Dersim : 1936-1938

organisée par Institut kurde de Paris

Vendredi 27 novembre 2009, de 9h30 à18h00

Salle Victor Hugo
101, rue de l’Université, 75007 Paris

PRÉSENTATION | PROGRAMME


OSMANLI SALTANATINDAN CUMHURİYET REJİMİNE
BİR SİYASET TARZI OLARAK ALEVİ KATLİAMLARI

Mehmet Bayrak

Giriş

Kürt halk hareketlerinin ulusal bir kimliğe büründüğü 19. yüzyıldan sonraki Kürt tarihini, hele hele 20. yüzyıldan itibaren İttihad-Terakki hareketiyle başlayıp Kemalist yönetimlerce yeni bir kılıfla devam ettirilen zoraki Türkleştirme sürecini bilmeyenler için, genelde Kürdistan'da özelde Dersim'deki son gelişmeler yadırgatıcı, hatta şaşırtıcı olabilir. Oysa, bana göre yaşamakta olduklarımızın hiçbiri sürpriz değildir. Buna tarihin tekerrürü denmese bile, Kürt sorununa ilişkin yarım kalmış gizli bir tasfiye planının, silahların gölgesinde yoğunlaştırılmış biçimde uygulanmaya konması denilebilir. Neden mi?

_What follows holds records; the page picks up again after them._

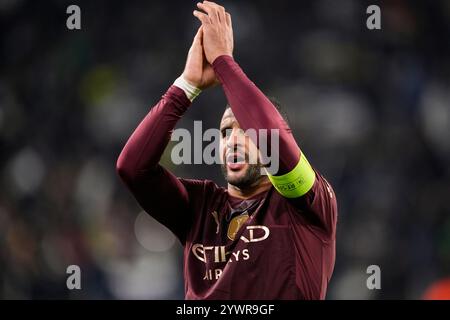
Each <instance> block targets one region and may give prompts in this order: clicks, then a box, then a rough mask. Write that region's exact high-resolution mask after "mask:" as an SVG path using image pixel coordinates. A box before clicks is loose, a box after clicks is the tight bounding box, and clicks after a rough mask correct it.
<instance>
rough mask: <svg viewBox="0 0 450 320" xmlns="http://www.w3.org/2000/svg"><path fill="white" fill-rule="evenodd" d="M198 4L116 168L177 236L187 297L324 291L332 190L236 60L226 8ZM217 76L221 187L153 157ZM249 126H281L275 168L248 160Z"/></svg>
mask: <svg viewBox="0 0 450 320" xmlns="http://www.w3.org/2000/svg"><path fill="white" fill-rule="evenodd" d="M197 6H198V10H195V11H194V16H195V17H196V18H198V19H199V20H200V22H201V26H200V28H199V30H198V32H197V34H196V36H195V38H194V41H193V43H192V46H191V48H190V50H189V53H188V57H187V61H186V66H185V69H184V72H183V73H182V75H181V76H180V77H179V78H178V79H176V80H175V82H174V84H173V85H172V86H171V87H170V88H169V89H168V90H167V92H166V93H165V94H164V95H163V96H162V98H161V100H160V101H159V102H158V103H157V104H156V105H155V106H154V107H153V108H152V109H151V110H150V112H149V113H148V114H147V116H146V117H145V118H144V119H143V120H142V122H141V123H140V124H139V125H138V127H137V128H136V130H135V131H134V133H133V134H132V135H131V137H130V138H129V140H128V142H127V143H126V145H125V147H124V148H123V150H122V152H121V154H120V156H119V159H118V161H117V171H118V174H119V175H120V177H121V178H122V180H123V181H124V182H125V184H126V185H127V186H128V188H129V189H130V190H131V192H132V193H133V195H134V196H135V198H136V199H137V201H138V202H139V204H140V205H141V206H142V207H143V208H144V209H145V211H146V212H147V213H149V214H150V215H151V216H153V217H154V218H155V219H157V220H158V221H159V222H160V223H162V224H163V225H165V226H166V227H167V228H169V229H170V230H171V231H172V232H173V233H174V234H175V235H176V236H177V237H178V239H179V240H180V241H181V243H182V244H183V246H184V279H185V297H186V299H264V300H268V299H324V298H325V295H326V291H327V286H328V283H329V281H330V278H331V275H332V272H333V267H334V262H335V238H336V221H337V203H336V196H335V194H334V191H333V189H332V187H331V186H330V184H329V183H328V182H327V181H326V180H325V179H324V177H323V176H322V175H321V174H320V173H319V172H318V171H317V170H315V169H313V168H312V166H311V165H310V164H309V162H308V160H307V158H306V157H305V155H304V153H303V152H301V151H300V148H299V147H298V145H297V143H296V141H295V139H294V137H293V135H292V132H291V130H290V128H289V126H288V125H287V122H286V121H285V120H284V119H283V117H282V116H281V114H280V113H279V112H278V110H277V108H276V107H275V106H274V104H273V103H272V102H271V100H269V99H268V98H267V97H266V96H265V95H264V94H263V93H262V92H261V91H260V90H259V89H258V87H256V86H255V84H254V83H253V82H252V81H251V80H249V78H248V77H247V76H246V75H245V73H244V72H243V71H242V69H241V67H240V66H239V64H238V63H237V62H236V61H235V60H234V59H233V31H232V25H231V16H230V14H229V13H228V12H226V11H225V9H224V8H223V7H222V6H219V5H217V4H215V3H214V2H209V1H203V2H202V3H198V4H197ZM216 83H220V85H221V86H222V89H223V90H224V92H225V95H226V98H227V100H228V105H229V107H228V108H226V110H225V112H224V114H223V116H222V120H221V122H220V130H221V132H222V135H221V141H220V156H221V157H222V161H223V165H222V166H223V172H224V175H225V179H226V181H227V183H228V185H227V188H223V187H220V186H218V185H217V184H216V183H214V182H212V181H209V180H192V179H182V178H178V177H176V176H175V175H173V174H172V173H171V172H170V171H168V170H167V169H165V168H164V167H162V166H161V165H159V161H160V158H161V155H162V154H163V152H164V149H165V148H166V146H167V144H168V142H169V140H170V137H171V133H172V132H173V130H174V128H175V126H176V124H177V121H178V120H179V119H180V118H181V117H182V116H183V114H184V113H185V112H186V110H187V109H188V108H189V107H190V105H191V103H192V101H193V100H194V98H195V97H196V96H197V95H198V94H199V93H200V92H201V91H202V90H205V89H206V88H208V87H211V86H212V85H214V84H216ZM250 128H252V129H255V130H256V131H258V130H260V129H266V130H274V129H276V130H278V134H279V146H278V157H279V159H278V160H279V166H278V171H277V172H275V173H271V174H262V173H261V172H262V171H261V167H262V166H263V164H262V162H261V161H257V162H256V163H251V162H250V161H249V154H251V153H252V152H254V151H255V150H256V153H257V154H258V150H260V147H261V146H260V143H262V142H261V140H259V139H248V138H246V137H244V138H243V137H242V136H243V135H244V132H245V131H246V130H247V129H250ZM239 138H243V139H239ZM242 141H244V142H242Z"/></svg>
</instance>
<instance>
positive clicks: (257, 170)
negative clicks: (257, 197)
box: [221, 164, 262, 189]
mask: <svg viewBox="0 0 450 320" xmlns="http://www.w3.org/2000/svg"><path fill="white" fill-rule="evenodd" d="M221 168H222V174H223V176H224V178H225V180H226V181H227V182H228V183H229V184H231V185H233V186H235V187H238V188H239V189H246V188H249V187H252V186H254V185H255V184H256V183H257V182H258V181H259V180H260V179H261V178H262V175H261V165H260V164H249V165H248V167H247V169H246V171H245V174H244V175H243V176H241V177H239V178H234V179H230V178H228V174H227V165H226V164H222V165H221Z"/></svg>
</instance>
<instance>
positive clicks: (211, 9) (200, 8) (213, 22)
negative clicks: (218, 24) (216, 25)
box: [197, 2, 219, 23]
mask: <svg viewBox="0 0 450 320" xmlns="http://www.w3.org/2000/svg"><path fill="white" fill-rule="evenodd" d="M197 7H198V8H199V9H202V10H203V11H205V12H206V13H207V15H208V17H209V18H210V19H211V22H212V23H216V22H218V21H219V16H218V14H217V12H216V8H214V7H213V6H212V5H210V4H209V3H201V2H199V3H197Z"/></svg>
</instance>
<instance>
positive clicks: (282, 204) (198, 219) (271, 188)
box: [181, 173, 337, 299]
mask: <svg viewBox="0 0 450 320" xmlns="http://www.w3.org/2000/svg"><path fill="white" fill-rule="evenodd" d="M181 181H182V182H183V184H184V185H185V186H186V189H187V190H188V192H189V196H190V198H191V199H194V201H193V202H192V207H191V210H193V212H194V214H193V224H192V227H191V229H190V231H189V232H188V234H187V237H186V243H185V248H184V276H185V290H186V298H187V299H323V298H324V297H325V293H326V289H327V285H328V281H329V280H330V277H331V274H332V271H333V266H334V261H335V227H336V211H337V210H336V201H335V200H334V199H335V196H334V193H333V191H332V189H331V187H330V186H329V185H328V183H327V182H326V181H325V180H324V179H323V178H322V177H321V176H320V175H319V174H317V173H316V182H315V184H314V186H313V188H312V189H311V190H310V191H309V193H308V194H307V195H306V196H305V198H304V199H303V200H304V201H303V203H302V204H301V206H298V205H297V204H295V203H292V202H290V201H289V200H287V199H286V198H284V197H282V196H281V195H280V194H279V193H278V192H277V191H276V190H275V189H274V188H273V187H272V188H271V189H269V191H267V192H263V193H261V194H258V195H257V196H255V197H253V198H250V199H247V200H245V201H244V200H242V199H238V198H234V197H232V196H230V195H229V194H228V191H227V190H226V189H225V188H221V187H219V186H217V185H216V184H215V183H214V182H212V181H199V180H183V179H182V180H181ZM316 213H319V214H321V215H322V216H323V219H317V218H316V215H315V214H316Z"/></svg>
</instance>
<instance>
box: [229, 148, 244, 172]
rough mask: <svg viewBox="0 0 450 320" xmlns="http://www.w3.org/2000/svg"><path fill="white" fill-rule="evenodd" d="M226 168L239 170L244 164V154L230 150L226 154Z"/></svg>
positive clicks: (241, 167) (233, 170) (242, 167)
mask: <svg viewBox="0 0 450 320" xmlns="http://www.w3.org/2000/svg"><path fill="white" fill-rule="evenodd" d="M226 164H227V168H228V169H230V170H232V171H239V170H241V169H242V168H243V167H244V166H245V154H243V153H240V152H232V153H229V154H227V156H226Z"/></svg>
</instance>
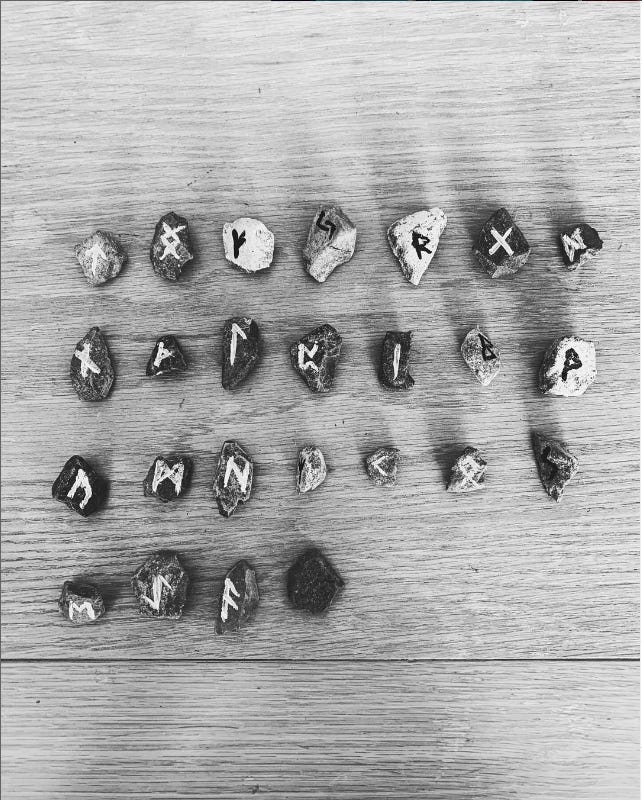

1- Dersim başta olmak üzere Alevi/Kürt topluluklarının baştan beri Osmanlı ve Safeviler’le anlaşamadıkları biliniyor. Bu durum, Türk askeri çevrelerince de bilindiği içindir ki, 1937'de Askeri Mecmua eki olarak Genelkurmayca yayımlanan bir kitap "Osmanlı Devrinde Dersim İsyanları" adını taşıyor ve burada üç büyük Dersim isyanı anlatılıyor.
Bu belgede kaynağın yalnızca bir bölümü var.